Maka, senada dengan hal itu, salah satu founder kaos Galgil Ahmad Zaki menyatakan, embrio munculnya kaos tersebut memang bermula dari pencarian identitas kedaerahan yang selama ini kurang dimiliki oleh masyarakat Tegal, khususnya yang berada di luar kota.

Kaos Galgil lahir dari sebuah forum diskusi semacam Kaskus yang bernama Tegal Cyber Community (TCC) yang dikelola oleh sejumlah orang.
Meski mengadopsi konsep Joger dan Dagadu, Zaki menegaskan, bahwa kaos Galgil memiliki diferensiasi atau perbedaan yang mencolok terutama dalam latar belakang dan karakteristik kedaerahan.

Jika Bali dan Jogja sebagai tempat lahir Joger dan Dagadu merupakan daerah dengan latar belakang pariwisata, maka Tegal sebagai tanah kelahiran kaos Galgil memiliki keunikan tersendiri. “Tegal tidak didukung dengan infrastruktur pariwisata seperti Bali dan Jogja. Tapi Tegal merupakan daerah kaum urban.
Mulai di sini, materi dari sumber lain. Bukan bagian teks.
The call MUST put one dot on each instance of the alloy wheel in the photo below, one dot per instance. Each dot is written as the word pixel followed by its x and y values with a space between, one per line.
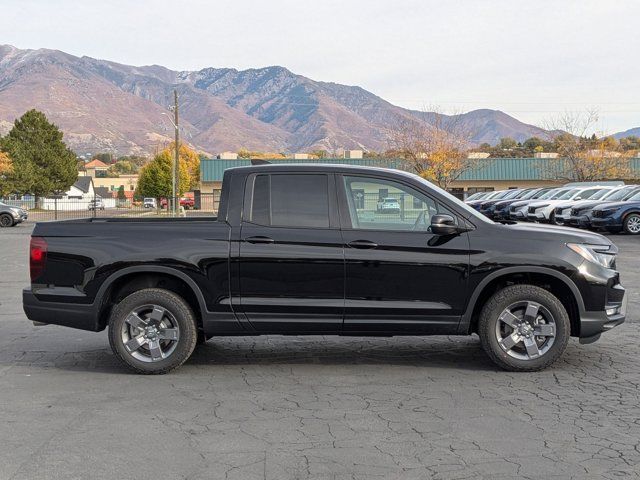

Sebagian masyarakat Tegal bekerja dan menyebar ke berbagai daerah di Indonesia dan bahkan ke luar negeri,“ terangnya.

Beragam Tema Mendasari latar belakang itu, kaos Galgil mengeluarkan produk pertama yang bertema "Aja Klalen, Back to Tegal". Tema itu, menurut para foundernya, terilhami dari fenomena banyaknya orang Tegal di perantauan yang selalu kangen dan mudik ke kampung halaman.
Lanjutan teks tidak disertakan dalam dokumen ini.